U.S. economic data on Tuesday included the December S&P U.S. manufacturing PMI, which showed a read of 46.2, down from 47.7 the prior month. November construction spending was up 0.2% in November, following revised 0.2% loses in October.

Later in the week, investors will be waiting for the release of the FOMC’s meeting minutes on Wednesday and a spate of economic data, including ISM Manufacturing index, job openings and quits, and Friday’s December jobs report.

Companies in focus
  • Shares of AMC Entertainment Holdings, Inc.  AMC, -3.44% finished 3.4% lower after its rival Cineworld Group PLC  CNWGQ, +17.75% said Tuesday that neither the company nor its advisors are in talks with AMC regarding the sale of its cinema assets. AMC said last month that it held discussions regarding a potential strategic acquisition of theaters from the bankrupted Cineworld.
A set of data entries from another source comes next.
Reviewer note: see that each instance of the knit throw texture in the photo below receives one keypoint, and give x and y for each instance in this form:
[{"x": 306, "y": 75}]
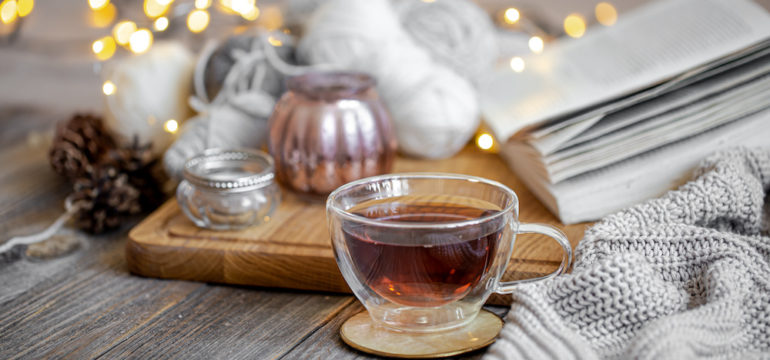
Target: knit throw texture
[{"x": 683, "y": 276}]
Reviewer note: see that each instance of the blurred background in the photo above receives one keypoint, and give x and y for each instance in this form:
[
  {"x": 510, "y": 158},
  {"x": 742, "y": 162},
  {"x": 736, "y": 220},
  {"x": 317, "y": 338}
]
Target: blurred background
[{"x": 51, "y": 52}]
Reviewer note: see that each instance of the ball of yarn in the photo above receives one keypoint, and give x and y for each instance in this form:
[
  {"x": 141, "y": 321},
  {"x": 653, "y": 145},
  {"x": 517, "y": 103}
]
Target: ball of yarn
[
  {"x": 236, "y": 84},
  {"x": 435, "y": 110},
  {"x": 456, "y": 32},
  {"x": 149, "y": 90}
]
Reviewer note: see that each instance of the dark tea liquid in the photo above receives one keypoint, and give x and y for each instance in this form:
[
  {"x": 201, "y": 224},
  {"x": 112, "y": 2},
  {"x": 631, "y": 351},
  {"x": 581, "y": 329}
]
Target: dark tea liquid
[{"x": 417, "y": 267}]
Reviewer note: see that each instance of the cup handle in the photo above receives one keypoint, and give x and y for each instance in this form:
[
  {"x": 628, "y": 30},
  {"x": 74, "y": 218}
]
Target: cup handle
[{"x": 507, "y": 287}]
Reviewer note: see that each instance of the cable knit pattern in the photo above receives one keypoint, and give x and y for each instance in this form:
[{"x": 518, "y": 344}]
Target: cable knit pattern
[{"x": 683, "y": 276}]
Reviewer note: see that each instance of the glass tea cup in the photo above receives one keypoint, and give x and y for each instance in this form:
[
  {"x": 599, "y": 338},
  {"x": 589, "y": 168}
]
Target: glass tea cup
[{"x": 424, "y": 251}]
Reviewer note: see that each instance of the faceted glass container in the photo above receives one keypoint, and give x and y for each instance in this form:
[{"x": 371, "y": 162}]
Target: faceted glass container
[
  {"x": 229, "y": 189},
  {"x": 330, "y": 129}
]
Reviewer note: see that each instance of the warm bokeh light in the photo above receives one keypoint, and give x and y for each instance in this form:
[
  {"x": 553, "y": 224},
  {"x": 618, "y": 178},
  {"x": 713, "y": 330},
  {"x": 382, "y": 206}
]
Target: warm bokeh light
[
  {"x": 536, "y": 44},
  {"x": 511, "y": 15},
  {"x": 574, "y": 25},
  {"x": 274, "y": 41},
  {"x": 140, "y": 41},
  {"x": 104, "y": 48},
  {"x": 123, "y": 31},
  {"x": 24, "y": 7},
  {"x": 171, "y": 126},
  {"x": 198, "y": 20},
  {"x": 485, "y": 141},
  {"x": 104, "y": 16},
  {"x": 8, "y": 11},
  {"x": 606, "y": 14},
  {"x": 108, "y": 88},
  {"x": 155, "y": 8},
  {"x": 98, "y": 4},
  {"x": 202, "y": 4},
  {"x": 517, "y": 64},
  {"x": 160, "y": 23}
]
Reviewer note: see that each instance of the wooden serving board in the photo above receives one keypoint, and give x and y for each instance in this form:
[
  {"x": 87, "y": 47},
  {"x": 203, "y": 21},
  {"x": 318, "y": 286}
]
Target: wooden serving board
[{"x": 293, "y": 250}]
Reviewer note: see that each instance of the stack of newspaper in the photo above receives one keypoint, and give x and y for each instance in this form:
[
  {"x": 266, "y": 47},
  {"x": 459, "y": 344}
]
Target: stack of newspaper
[{"x": 621, "y": 115}]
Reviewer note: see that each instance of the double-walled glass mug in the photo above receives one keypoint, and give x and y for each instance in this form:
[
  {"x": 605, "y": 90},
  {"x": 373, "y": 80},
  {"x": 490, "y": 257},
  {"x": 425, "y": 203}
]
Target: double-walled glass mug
[{"x": 423, "y": 251}]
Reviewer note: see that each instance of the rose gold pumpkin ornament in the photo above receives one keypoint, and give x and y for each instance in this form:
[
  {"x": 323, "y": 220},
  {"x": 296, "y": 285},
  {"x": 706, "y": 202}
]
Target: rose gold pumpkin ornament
[{"x": 330, "y": 129}]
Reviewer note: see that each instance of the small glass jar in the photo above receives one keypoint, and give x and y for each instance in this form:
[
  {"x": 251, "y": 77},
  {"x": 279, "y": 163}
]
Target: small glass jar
[{"x": 229, "y": 189}]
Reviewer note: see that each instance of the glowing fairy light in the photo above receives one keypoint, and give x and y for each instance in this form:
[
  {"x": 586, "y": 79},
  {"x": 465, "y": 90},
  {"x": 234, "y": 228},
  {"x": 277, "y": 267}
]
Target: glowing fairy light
[
  {"x": 574, "y": 25},
  {"x": 606, "y": 14},
  {"x": 123, "y": 31},
  {"x": 252, "y": 15},
  {"x": 536, "y": 44},
  {"x": 198, "y": 20},
  {"x": 24, "y": 7},
  {"x": 98, "y": 4},
  {"x": 103, "y": 17},
  {"x": 104, "y": 48},
  {"x": 202, "y": 4},
  {"x": 517, "y": 64},
  {"x": 108, "y": 88},
  {"x": 160, "y": 23},
  {"x": 140, "y": 41},
  {"x": 511, "y": 15},
  {"x": 485, "y": 141},
  {"x": 8, "y": 11},
  {"x": 171, "y": 126}
]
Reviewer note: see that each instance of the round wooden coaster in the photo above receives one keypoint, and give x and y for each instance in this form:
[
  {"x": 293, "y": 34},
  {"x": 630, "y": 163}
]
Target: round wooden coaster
[{"x": 361, "y": 333}]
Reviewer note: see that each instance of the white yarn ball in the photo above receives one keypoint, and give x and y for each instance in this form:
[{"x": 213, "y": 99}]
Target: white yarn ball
[
  {"x": 149, "y": 90},
  {"x": 434, "y": 110},
  {"x": 456, "y": 32},
  {"x": 245, "y": 74}
]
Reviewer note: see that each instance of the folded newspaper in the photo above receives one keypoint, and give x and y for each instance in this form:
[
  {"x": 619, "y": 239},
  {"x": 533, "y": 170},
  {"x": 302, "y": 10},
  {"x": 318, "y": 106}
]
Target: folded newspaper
[{"x": 596, "y": 124}]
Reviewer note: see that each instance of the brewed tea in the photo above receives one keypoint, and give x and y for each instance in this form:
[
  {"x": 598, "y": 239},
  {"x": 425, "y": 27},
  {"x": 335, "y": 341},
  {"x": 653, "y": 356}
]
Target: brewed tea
[{"x": 421, "y": 267}]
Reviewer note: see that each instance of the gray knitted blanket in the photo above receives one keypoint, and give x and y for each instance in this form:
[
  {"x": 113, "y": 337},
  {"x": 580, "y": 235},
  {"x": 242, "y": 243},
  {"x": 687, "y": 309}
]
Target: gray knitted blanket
[{"x": 683, "y": 276}]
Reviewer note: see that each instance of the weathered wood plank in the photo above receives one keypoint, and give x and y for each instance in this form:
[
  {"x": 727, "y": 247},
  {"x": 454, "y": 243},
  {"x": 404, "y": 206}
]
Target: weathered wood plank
[{"x": 232, "y": 323}]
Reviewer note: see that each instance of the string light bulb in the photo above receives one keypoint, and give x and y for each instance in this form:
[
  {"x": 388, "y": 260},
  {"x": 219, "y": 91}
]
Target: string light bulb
[
  {"x": 98, "y": 4},
  {"x": 517, "y": 64},
  {"x": 171, "y": 126},
  {"x": 103, "y": 17},
  {"x": 511, "y": 15},
  {"x": 536, "y": 44},
  {"x": 198, "y": 20},
  {"x": 8, "y": 11},
  {"x": 108, "y": 88},
  {"x": 24, "y": 7},
  {"x": 140, "y": 41},
  {"x": 160, "y": 23},
  {"x": 574, "y": 25},
  {"x": 606, "y": 14},
  {"x": 123, "y": 31},
  {"x": 252, "y": 15},
  {"x": 104, "y": 48}
]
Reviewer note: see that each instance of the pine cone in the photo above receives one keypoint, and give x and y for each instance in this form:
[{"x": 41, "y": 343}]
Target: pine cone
[
  {"x": 78, "y": 145},
  {"x": 137, "y": 162},
  {"x": 103, "y": 196}
]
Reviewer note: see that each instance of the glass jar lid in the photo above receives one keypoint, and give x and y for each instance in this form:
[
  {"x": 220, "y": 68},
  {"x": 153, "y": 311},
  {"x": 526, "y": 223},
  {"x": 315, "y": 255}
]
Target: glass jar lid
[{"x": 230, "y": 170}]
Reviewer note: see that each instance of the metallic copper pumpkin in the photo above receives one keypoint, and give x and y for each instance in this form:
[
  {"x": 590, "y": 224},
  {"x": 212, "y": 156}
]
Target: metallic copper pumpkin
[{"x": 330, "y": 129}]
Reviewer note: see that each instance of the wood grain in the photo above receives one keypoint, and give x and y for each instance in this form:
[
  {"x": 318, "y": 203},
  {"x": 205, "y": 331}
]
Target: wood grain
[{"x": 293, "y": 249}]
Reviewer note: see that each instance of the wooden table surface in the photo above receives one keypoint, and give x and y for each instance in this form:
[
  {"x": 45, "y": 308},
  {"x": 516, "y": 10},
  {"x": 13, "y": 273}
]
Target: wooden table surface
[{"x": 85, "y": 303}]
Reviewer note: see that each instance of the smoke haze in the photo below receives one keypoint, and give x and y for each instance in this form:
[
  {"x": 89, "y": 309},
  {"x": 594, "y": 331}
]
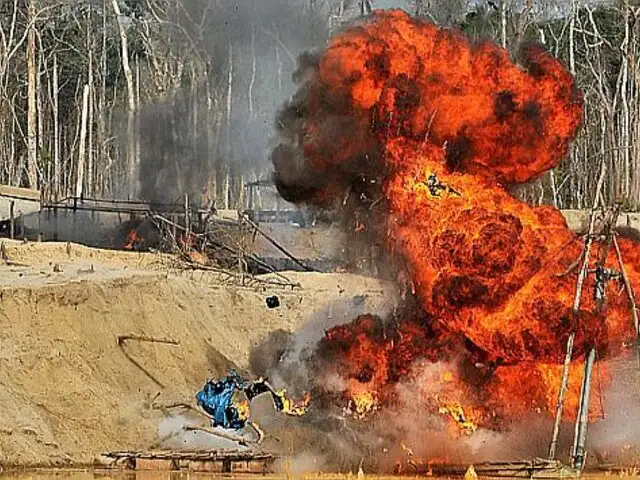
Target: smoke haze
[{"x": 189, "y": 141}]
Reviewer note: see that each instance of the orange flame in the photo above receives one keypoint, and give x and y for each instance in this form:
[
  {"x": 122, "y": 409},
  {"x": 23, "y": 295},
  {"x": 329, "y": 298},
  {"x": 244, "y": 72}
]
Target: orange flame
[
  {"x": 132, "y": 240},
  {"x": 428, "y": 131}
]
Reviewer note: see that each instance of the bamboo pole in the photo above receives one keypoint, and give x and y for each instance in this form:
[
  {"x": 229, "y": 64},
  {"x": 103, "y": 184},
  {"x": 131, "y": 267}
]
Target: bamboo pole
[
  {"x": 576, "y": 308},
  {"x": 630, "y": 294},
  {"x": 580, "y": 436}
]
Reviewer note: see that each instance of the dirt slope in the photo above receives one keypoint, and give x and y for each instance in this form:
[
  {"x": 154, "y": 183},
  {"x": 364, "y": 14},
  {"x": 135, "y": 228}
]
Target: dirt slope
[{"x": 68, "y": 392}]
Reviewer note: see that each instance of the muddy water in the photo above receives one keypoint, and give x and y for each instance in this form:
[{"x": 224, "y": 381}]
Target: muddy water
[{"x": 118, "y": 475}]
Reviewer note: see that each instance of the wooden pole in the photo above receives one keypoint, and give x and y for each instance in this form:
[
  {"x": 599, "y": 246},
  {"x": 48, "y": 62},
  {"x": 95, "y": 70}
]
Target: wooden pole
[
  {"x": 576, "y": 308},
  {"x": 630, "y": 294},
  {"x": 187, "y": 218},
  {"x": 580, "y": 436},
  {"x": 12, "y": 220}
]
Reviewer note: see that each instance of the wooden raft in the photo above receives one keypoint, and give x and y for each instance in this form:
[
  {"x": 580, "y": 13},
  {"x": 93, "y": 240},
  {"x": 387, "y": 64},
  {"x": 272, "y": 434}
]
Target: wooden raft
[
  {"x": 213, "y": 461},
  {"x": 535, "y": 468}
]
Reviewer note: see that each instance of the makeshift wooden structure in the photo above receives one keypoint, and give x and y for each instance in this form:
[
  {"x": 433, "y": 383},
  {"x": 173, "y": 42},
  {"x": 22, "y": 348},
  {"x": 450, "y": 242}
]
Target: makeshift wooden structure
[
  {"x": 535, "y": 468},
  {"x": 210, "y": 461},
  {"x": 601, "y": 233}
]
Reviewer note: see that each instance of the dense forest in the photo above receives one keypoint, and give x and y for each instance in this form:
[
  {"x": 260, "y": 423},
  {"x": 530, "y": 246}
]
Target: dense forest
[{"x": 152, "y": 99}]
Shares of Cineworld jumped 17.8%.
  • Shares of Apple Inc. AAPL, -3.74% fell 3.7% on a report that the company has cut MacBook, Apple Watch and AirPod orders from its Asian suppliers, citing weakening demand.
  • Linde PLC  LIN, -2.40% stocks fell 2.4% after Reuters reported that Russia froze $488 million in the German industrial gas company’s assets.
  • Shares of Wynn Resorts, Limited WYNN, +3.81% gained 3.8% with the help of an upgrade from Wells Fargo, which saw a significant reopening opportunity for the hotel and casino operator, citing China’s moves toward a full reopening.